Qu Wenruo March 21, 2023, 11:02 a.m. UTC | #4

On 2023/3/21 18:07, Hector Martin wrote:
> On 21/03/2023 12.21, Qu Wenruo wrote:
[...]
> 
> Note that we already have a bunch of people running Fedora Asahi, and as
> far as I know those images are created on 4K systems and then used on
> 16K systems, so this should be already getting real-world testing (and
> will get a lot more once we get to official announcement/release)
> regardless of the default.
> 
> IOW, this change is mostly about people creating secondary btrfs
> filesystems on Asahi directly, which is relatively niche in comparison.
> So if you have a subpage bug it's going to hit Asahi users whether this
> change happens or not :)

Awesome, nothing happened would already be the best thing.

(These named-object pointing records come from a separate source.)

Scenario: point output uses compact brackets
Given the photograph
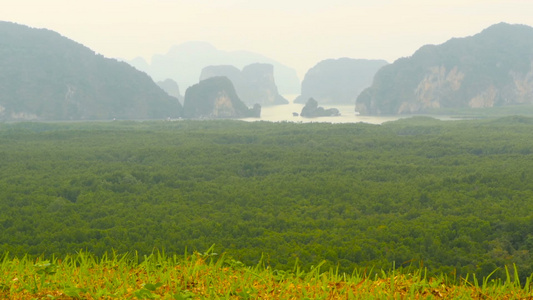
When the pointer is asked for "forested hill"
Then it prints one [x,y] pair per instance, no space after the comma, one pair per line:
[45,76]
[454,197]
[490,69]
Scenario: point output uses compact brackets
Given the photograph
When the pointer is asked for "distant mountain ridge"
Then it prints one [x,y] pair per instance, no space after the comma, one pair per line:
[255,84]
[338,81]
[45,76]
[492,68]
[215,98]
[184,63]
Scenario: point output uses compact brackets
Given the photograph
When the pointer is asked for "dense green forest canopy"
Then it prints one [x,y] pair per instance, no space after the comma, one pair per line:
[454,196]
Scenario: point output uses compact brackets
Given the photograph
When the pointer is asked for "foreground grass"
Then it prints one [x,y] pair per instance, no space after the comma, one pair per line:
[208,276]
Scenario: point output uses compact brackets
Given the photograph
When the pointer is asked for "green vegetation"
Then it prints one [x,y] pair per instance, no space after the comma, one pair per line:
[208,276]
[453,197]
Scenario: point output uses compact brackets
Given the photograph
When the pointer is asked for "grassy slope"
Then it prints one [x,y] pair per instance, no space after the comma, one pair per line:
[211,276]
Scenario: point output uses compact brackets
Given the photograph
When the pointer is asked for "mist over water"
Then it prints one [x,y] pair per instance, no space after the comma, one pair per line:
[284,113]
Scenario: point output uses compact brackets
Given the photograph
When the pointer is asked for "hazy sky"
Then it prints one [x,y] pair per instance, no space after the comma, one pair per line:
[298,33]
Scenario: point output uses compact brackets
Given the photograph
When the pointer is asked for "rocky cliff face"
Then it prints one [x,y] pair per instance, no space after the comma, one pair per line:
[171,87]
[492,68]
[312,110]
[338,81]
[255,84]
[183,63]
[215,97]
[45,76]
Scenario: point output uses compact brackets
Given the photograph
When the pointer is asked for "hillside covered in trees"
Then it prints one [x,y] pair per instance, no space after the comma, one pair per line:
[453,196]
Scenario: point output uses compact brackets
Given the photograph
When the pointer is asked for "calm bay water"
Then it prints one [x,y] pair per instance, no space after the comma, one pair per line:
[284,113]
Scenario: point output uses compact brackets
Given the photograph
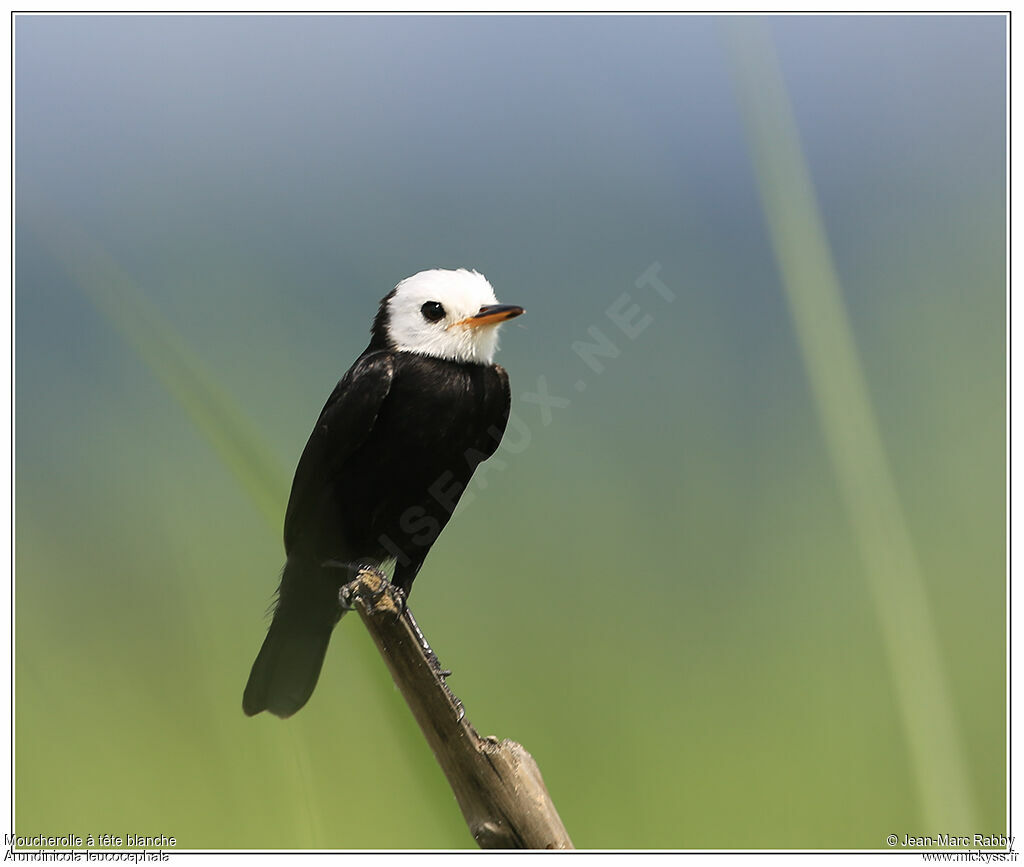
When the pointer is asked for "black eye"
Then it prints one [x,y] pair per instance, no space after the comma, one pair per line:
[432,311]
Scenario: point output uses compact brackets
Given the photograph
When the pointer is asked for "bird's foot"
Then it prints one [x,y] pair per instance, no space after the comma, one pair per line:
[352,583]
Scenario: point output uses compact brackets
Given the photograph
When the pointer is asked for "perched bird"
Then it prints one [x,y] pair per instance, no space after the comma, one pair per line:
[393,449]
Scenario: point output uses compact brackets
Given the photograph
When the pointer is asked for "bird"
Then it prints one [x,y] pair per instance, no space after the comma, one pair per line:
[388,459]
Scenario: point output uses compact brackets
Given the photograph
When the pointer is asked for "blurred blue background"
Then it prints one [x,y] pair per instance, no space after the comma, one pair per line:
[655,589]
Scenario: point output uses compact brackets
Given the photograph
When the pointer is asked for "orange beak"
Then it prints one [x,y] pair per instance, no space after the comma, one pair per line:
[492,314]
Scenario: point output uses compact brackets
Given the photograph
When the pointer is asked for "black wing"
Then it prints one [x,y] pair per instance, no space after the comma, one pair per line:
[498,401]
[343,425]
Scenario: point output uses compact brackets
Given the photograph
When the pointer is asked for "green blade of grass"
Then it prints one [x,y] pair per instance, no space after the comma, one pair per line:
[851,430]
[128,310]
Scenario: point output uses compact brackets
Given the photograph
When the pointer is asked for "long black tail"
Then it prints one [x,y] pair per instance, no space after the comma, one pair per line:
[286,669]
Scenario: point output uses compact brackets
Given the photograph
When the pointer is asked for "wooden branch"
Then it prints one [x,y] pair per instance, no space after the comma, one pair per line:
[497,783]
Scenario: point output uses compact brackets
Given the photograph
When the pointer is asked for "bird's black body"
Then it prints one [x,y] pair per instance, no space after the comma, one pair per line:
[391,453]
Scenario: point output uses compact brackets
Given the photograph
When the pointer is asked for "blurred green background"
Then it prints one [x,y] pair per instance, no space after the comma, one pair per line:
[657,589]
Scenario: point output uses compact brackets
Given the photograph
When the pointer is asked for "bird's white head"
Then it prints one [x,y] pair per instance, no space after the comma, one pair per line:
[444,314]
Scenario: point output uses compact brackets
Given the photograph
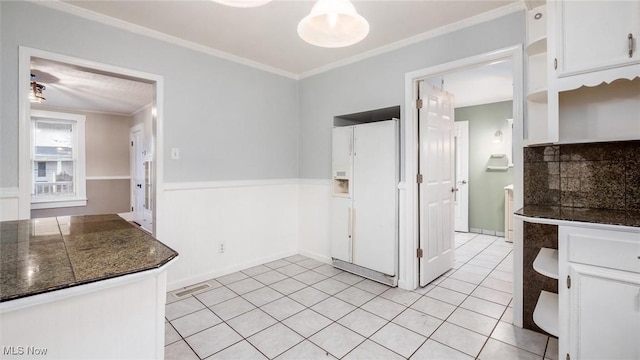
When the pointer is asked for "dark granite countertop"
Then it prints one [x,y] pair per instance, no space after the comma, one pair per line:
[42,255]
[596,216]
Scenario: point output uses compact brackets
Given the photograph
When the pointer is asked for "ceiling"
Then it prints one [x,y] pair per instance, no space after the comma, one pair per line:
[73,87]
[265,37]
[267,34]
[480,85]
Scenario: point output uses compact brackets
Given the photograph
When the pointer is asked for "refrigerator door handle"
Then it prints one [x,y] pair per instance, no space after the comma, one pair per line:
[353,230]
[350,232]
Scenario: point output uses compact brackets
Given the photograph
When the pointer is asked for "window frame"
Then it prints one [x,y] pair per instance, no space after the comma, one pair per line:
[79,159]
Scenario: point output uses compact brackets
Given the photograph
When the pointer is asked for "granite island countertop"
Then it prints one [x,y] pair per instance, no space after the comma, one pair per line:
[48,254]
[587,215]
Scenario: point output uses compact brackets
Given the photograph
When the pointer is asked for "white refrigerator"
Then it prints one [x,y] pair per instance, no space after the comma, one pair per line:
[364,209]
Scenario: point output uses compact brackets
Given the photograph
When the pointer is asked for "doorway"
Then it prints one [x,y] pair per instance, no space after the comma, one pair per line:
[68,91]
[409,230]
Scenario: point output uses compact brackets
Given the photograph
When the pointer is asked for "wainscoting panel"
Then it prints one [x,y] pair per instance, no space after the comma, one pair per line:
[9,203]
[254,221]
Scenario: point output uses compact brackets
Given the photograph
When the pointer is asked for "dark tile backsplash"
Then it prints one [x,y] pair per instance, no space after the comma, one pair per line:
[578,178]
[594,175]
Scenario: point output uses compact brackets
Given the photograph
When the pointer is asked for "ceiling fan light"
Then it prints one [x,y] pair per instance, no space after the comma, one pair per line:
[243,3]
[333,24]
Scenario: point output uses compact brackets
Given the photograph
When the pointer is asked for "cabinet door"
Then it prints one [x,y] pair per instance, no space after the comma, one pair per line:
[594,35]
[604,316]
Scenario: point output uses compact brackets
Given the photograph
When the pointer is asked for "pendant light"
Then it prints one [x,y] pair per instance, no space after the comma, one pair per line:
[333,24]
[243,3]
[35,95]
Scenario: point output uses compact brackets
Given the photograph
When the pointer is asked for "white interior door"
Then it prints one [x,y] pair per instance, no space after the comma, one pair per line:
[436,191]
[137,173]
[461,134]
[375,192]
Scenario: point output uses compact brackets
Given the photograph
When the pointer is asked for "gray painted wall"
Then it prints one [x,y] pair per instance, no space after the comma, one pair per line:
[230,121]
[486,188]
[378,82]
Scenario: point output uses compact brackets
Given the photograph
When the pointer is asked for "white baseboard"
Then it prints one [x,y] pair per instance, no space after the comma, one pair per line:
[322,258]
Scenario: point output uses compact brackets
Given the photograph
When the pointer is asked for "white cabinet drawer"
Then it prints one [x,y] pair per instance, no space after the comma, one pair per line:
[612,249]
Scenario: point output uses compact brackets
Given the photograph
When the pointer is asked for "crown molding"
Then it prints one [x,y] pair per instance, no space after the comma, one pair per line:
[141,30]
[474,20]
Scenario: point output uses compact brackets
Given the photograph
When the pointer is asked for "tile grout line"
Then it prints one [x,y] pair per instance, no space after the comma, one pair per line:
[350,286]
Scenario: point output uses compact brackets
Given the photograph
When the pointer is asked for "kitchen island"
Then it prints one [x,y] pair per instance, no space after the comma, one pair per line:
[81,287]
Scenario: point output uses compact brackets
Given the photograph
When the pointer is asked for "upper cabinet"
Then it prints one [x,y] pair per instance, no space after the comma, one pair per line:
[583,77]
[594,41]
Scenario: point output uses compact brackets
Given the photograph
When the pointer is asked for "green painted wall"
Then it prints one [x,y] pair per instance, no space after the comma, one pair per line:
[486,188]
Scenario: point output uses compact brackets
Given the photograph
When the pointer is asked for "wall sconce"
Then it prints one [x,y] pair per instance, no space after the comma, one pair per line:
[497,137]
[35,95]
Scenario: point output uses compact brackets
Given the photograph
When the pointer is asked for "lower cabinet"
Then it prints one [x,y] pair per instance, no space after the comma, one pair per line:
[599,294]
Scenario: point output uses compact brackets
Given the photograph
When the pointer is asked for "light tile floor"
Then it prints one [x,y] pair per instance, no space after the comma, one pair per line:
[299,308]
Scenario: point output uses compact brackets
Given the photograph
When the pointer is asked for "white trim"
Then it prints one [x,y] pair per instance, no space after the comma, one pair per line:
[139,110]
[80,196]
[57,203]
[141,30]
[198,185]
[322,182]
[408,195]
[24,117]
[578,224]
[77,110]
[120,177]
[61,294]
[9,193]
[474,20]
[137,29]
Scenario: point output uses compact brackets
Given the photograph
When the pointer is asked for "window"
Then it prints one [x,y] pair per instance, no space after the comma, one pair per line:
[58,160]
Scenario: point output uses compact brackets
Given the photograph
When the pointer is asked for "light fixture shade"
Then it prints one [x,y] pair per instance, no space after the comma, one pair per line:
[243,3]
[333,24]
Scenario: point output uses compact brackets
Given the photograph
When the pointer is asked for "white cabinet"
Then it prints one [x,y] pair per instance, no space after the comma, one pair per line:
[538,128]
[594,36]
[588,46]
[364,207]
[599,295]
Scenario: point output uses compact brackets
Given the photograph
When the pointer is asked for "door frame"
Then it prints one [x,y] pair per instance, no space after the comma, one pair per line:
[132,167]
[24,113]
[409,242]
[462,126]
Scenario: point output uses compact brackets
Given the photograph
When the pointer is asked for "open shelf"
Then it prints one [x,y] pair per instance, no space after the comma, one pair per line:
[545,314]
[546,263]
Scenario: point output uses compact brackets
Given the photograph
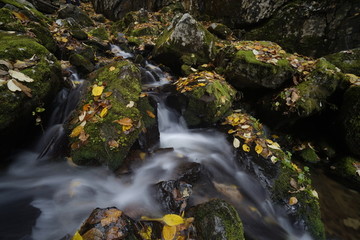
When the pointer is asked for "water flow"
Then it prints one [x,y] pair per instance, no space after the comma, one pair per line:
[65,195]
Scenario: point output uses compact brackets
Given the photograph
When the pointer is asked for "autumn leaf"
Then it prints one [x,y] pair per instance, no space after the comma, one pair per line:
[169,232]
[124,121]
[77,236]
[103,112]
[97,90]
[258,149]
[293,201]
[168,219]
[236,143]
[76,131]
[246,148]
[150,114]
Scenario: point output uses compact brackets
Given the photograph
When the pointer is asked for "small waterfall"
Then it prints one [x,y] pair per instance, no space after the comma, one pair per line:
[65,195]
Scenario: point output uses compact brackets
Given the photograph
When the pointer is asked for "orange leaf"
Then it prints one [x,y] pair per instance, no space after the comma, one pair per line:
[150,114]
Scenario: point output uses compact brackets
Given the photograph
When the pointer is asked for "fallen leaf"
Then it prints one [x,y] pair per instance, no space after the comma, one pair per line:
[258,149]
[246,148]
[293,201]
[103,112]
[20,76]
[169,232]
[97,90]
[12,86]
[150,114]
[76,131]
[236,143]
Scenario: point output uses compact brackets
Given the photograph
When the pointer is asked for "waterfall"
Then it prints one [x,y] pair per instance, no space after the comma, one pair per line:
[61,196]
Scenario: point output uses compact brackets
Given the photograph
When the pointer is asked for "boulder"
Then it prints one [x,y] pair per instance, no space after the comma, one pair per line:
[312,28]
[80,17]
[348,61]
[217,220]
[107,121]
[251,64]
[350,119]
[208,97]
[16,118]
[183,38]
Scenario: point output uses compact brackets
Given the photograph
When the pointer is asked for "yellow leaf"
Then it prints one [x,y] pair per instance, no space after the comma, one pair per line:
[97,90]
[169,232]
[258,149]
[103,112]
[152,115]
[145,232]
[76,131]
[236,143]
[293,201]
[246,148]
[77,236]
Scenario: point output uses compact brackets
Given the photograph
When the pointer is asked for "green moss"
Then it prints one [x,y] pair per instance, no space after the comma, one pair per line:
[307,208]
[218,220]
[124,83]
[8,22]
[13,47]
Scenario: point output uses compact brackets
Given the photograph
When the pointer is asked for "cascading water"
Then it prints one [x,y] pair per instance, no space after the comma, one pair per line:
[65,194]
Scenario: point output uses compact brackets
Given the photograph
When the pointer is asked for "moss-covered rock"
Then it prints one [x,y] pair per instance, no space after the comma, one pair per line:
[113,122]
[16,107]
[350,118]
[185,36]
[217,220]
[309,96]
[246,65]
[348,61]
[208,97]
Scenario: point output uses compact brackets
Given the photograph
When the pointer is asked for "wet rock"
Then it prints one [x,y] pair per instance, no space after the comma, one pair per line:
[80,17]
[348,61]
[208,97]
[217,219]
[82,64]
[16,108]
[220,30]
[243,67]
[108,134]
[350,119]
[312,28]
[308,97]
[108,224]
[184,37]
[173,195]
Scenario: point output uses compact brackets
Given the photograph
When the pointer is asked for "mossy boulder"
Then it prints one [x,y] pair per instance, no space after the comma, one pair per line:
[245,66]
[350,119]
[16,107]
[348,61]
[308,97]
[208,97]
[185,36]
[218,220]
[276,171]
[113,121]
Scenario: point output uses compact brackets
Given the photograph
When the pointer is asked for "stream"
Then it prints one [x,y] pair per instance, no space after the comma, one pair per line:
[42,198]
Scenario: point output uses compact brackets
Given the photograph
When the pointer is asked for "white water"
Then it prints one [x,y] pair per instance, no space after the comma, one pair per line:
[66,195]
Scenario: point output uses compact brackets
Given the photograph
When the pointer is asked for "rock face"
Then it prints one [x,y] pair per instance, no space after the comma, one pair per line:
[218,220]
[313,28]
[351,119]
[184,39]
[107,121]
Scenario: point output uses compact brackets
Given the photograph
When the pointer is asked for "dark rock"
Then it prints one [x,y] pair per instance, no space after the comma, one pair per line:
[218,220]
[348,61]
[80,17]
[350,119]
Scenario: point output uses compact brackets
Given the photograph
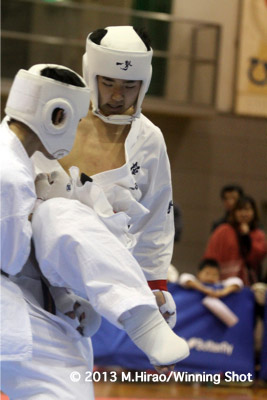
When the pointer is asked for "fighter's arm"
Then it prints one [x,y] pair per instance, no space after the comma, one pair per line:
[155,231]
[17,201]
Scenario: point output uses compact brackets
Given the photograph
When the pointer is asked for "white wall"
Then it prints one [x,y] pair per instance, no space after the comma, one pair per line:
[225,13]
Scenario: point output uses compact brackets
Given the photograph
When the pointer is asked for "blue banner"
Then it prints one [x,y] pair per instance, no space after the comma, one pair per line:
[214,347]
[263,371]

The worst scenario, in which tons of users reporting subpage crash, is 
already avoided.

> 
>>
>> But on the other hand, I really don't want any big bug screwing up early
>> adopters, and further damage the reputation of btrfs.
>>
>>
>> Would the Asahi guys gives us some early test results?
>> (AKA, full fstests runs with 16K page size and 4K sectorsize).
> 
> Gave it a shot. Tested with options:
> 
> export TEST_DEV=/dev/nvme0n1p6
> export TEST_DIR=/mnt/test
> #export SCRATCH_DEV=/dev/nvme0n1p7
> export SCRATCH_MNT=/mnt/scratch
> export SCRATCH_DEV_POOL="/dev/nvme0n1p7 /dev/nvme0n1p8 /dev/nvme0n1p9
> /dev/nvme0n1p10 /dev/nvme0n1p11"
> export MKFS_OPTIONS="-s 4096"
> export FSTYP=btrfs
> 
> btrfs/012 is broken, the converted FS fails to mount with:
> 
> [  784.588172] BTRFS warning (device nvme0n1p7): v1 space cache is not
> supported for page size 16384 with sectorsize 4096
> [  784.588199] BTRFS error (device nvme0n1p7): open_ctree failed
> 
> btrfs/131 and 136 have the same issue.

This is v1 cache problems, IIRC newer progs from ArchlinuxARM upstream 
should already default to v2 cache, it's the test case itself requesting 
v1 cache, thus causing problems.
(v1 cache is explicitly rejected because I'm a little too lazy to fix 
all the hard coded PAGE_SIZE usage there).

I can update those test cases to avoid if v1 cache is not supported.

> 
> btrfs/106 has a size mismatch in the output, but I get the feeling
> that's just a bad test that assumes 4K somewhere?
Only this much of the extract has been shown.